We present deep, narrow-band and continuum images of the powerful high-redshift radio galaxy 3C265 (z =0.811), taken with the TAURUS Tunable Filter on the William Herschel Telescope, together with detailed long-slit spectroscopic observations along the axis defined by the UV/optical emission elongation. The deep images reveal the existence of cones in the ionization structure of 3C265 within ∼7arcsec (58kpc) of the nucleus, where the emission-line structure is not observed to be closely aligned with the radio axis. This indicates that anisotropic illumination from the central active nucleus dominates on a small scale. In contrast, at larger distances (≳10arcsec; 80kpc) from the nucleus, low-ionization emission gas is closely aligned with the radio axis, suggesting that jet-cloud interactions may become the dominant mechanism in the line-emitting gas on a larger scale. Moreover, the presence of a high-velocity cloud at 2.5arcsec from the nucleus, close to the radio axis, indicates that even close to the nucleus (∼20kpc) jet-induced shocks have an important kinematic effect. However, spectroscopic analysis of this region reveals that the ionization state of the high-velocity gas is similar to or higher than that of the surroundings, which is opposite to what we would expect for a cloud that has been compressed and accelerated by jet-induced shocks.

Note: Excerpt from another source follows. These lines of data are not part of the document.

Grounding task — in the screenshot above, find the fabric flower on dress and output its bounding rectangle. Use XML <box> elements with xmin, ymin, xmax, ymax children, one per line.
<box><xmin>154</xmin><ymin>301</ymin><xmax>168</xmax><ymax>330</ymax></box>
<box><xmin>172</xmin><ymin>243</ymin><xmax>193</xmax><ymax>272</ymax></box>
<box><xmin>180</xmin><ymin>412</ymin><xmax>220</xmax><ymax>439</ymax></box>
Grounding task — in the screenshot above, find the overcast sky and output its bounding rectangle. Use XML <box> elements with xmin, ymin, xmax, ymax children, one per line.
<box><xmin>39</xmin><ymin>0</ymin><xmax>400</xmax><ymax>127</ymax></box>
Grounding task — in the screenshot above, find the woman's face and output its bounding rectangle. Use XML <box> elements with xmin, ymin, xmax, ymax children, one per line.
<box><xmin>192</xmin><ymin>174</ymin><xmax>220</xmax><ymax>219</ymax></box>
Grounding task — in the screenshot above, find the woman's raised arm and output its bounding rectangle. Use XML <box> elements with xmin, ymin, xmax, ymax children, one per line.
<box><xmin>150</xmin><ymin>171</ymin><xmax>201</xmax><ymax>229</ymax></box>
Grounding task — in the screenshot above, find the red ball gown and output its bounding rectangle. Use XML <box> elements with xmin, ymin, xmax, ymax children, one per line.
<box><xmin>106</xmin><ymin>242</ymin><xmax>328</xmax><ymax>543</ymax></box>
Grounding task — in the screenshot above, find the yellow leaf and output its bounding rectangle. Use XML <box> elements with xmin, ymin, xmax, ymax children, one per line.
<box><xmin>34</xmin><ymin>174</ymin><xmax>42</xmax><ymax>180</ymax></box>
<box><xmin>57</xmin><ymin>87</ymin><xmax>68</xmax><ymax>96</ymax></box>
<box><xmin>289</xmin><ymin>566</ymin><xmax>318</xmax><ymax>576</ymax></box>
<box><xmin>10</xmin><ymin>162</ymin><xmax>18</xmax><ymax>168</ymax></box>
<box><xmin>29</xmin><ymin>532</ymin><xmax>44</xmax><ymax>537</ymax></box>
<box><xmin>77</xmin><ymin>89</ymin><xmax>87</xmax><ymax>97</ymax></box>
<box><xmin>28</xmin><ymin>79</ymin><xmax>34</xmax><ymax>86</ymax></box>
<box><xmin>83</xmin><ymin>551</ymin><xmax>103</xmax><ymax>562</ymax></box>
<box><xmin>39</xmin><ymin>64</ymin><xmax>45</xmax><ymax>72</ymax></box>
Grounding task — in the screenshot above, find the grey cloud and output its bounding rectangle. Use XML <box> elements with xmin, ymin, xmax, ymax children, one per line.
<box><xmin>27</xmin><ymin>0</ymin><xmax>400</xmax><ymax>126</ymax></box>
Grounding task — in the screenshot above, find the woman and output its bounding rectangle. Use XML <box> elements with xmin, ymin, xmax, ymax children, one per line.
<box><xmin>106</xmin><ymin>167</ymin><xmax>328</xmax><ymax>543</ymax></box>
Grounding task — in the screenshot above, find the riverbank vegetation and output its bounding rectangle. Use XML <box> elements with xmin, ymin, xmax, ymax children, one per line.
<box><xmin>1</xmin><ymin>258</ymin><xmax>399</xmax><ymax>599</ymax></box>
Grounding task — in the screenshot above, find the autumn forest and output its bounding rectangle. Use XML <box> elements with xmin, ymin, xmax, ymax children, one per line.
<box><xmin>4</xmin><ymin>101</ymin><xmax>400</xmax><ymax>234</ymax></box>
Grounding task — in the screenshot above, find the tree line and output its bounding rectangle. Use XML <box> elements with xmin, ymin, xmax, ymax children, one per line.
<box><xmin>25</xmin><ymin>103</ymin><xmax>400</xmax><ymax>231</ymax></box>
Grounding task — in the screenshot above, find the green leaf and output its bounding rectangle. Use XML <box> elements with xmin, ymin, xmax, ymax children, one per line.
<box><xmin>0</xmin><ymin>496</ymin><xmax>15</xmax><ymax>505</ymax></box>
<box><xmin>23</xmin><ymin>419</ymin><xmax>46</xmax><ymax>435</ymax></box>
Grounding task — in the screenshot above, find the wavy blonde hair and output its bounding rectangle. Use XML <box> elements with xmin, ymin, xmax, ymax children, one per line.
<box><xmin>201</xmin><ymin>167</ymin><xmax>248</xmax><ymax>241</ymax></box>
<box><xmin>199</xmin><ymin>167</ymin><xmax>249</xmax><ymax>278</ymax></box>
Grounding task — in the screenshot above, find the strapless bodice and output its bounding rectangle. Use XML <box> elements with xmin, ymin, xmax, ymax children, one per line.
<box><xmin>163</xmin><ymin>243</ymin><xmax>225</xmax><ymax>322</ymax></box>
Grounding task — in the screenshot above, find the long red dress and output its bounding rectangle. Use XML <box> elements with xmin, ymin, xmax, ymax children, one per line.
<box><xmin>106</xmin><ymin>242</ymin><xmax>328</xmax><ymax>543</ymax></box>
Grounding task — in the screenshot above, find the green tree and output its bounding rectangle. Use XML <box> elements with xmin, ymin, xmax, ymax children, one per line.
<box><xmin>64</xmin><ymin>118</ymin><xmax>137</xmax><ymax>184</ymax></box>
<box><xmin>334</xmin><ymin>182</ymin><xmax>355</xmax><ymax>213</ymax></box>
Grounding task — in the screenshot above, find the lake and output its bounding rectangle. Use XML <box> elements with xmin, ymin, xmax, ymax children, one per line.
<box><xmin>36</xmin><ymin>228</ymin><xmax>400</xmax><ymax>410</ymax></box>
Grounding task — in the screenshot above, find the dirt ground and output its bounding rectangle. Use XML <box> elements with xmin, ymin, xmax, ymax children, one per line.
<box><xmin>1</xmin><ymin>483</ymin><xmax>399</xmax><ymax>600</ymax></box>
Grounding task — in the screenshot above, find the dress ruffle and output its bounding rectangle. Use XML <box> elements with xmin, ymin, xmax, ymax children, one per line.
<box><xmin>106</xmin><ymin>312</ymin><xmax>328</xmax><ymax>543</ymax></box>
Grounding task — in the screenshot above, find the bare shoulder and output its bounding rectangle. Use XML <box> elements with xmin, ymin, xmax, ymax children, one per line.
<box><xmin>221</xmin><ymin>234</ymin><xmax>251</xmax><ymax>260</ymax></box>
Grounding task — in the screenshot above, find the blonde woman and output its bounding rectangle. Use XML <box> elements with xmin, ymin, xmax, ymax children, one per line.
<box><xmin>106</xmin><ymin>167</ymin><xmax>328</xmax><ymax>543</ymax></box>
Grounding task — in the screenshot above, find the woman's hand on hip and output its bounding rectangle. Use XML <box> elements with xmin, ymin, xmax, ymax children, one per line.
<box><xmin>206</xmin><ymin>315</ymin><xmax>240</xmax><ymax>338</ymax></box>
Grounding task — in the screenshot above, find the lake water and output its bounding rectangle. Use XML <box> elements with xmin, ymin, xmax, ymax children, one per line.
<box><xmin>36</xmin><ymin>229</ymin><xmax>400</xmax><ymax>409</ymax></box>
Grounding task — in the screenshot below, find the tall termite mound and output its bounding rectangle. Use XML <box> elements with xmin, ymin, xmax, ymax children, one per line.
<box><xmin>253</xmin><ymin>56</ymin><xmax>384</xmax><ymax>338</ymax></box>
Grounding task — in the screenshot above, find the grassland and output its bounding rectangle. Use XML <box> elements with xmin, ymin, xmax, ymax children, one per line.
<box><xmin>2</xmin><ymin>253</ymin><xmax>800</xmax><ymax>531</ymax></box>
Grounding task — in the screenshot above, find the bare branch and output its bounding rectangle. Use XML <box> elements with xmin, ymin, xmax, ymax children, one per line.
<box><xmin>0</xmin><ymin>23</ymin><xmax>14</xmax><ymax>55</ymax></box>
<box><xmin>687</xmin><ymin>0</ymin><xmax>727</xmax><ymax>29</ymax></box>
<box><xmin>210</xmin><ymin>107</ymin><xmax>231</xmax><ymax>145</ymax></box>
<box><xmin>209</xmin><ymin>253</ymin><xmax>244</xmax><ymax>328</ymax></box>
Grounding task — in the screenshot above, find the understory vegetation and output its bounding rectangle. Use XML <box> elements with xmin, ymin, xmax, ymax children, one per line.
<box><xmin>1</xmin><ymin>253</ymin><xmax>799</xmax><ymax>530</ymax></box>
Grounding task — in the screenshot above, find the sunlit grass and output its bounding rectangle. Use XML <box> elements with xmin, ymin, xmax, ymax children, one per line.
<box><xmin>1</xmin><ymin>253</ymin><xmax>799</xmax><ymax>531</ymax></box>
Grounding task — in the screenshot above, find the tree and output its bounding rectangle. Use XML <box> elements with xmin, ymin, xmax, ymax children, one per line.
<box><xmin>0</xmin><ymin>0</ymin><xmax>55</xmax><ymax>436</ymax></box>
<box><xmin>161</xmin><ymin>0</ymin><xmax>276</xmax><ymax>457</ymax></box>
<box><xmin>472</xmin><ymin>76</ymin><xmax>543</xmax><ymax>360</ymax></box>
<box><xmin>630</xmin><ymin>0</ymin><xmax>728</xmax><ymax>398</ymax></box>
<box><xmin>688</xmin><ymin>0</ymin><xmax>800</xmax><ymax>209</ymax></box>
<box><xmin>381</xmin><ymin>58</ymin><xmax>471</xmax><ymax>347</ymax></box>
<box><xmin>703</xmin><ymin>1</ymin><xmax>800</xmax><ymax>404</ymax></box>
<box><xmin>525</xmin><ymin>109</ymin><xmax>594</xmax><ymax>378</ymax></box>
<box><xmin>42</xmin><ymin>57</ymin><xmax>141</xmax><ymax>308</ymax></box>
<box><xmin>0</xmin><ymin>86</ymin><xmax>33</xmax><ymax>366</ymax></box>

Our images show that, while on a large scale the low-ionization emission-line structures are aligned with the radio axis, on a smaller scale, where AGN-photoionization dominates, the highest surface-brightness structure is aligned with the closest companion galaxy (misaligned with the radio axis). This suggest that much of the emission-line structure reflects the intrinsic gas distribution, rather than the ionization pattern imprinted by the radio jets or by illumination from the central AGN.

Overall, our results underline the need for a variety of mechanisms to explain the properties of the extended emission-line gas in the haloes of radio galaxies.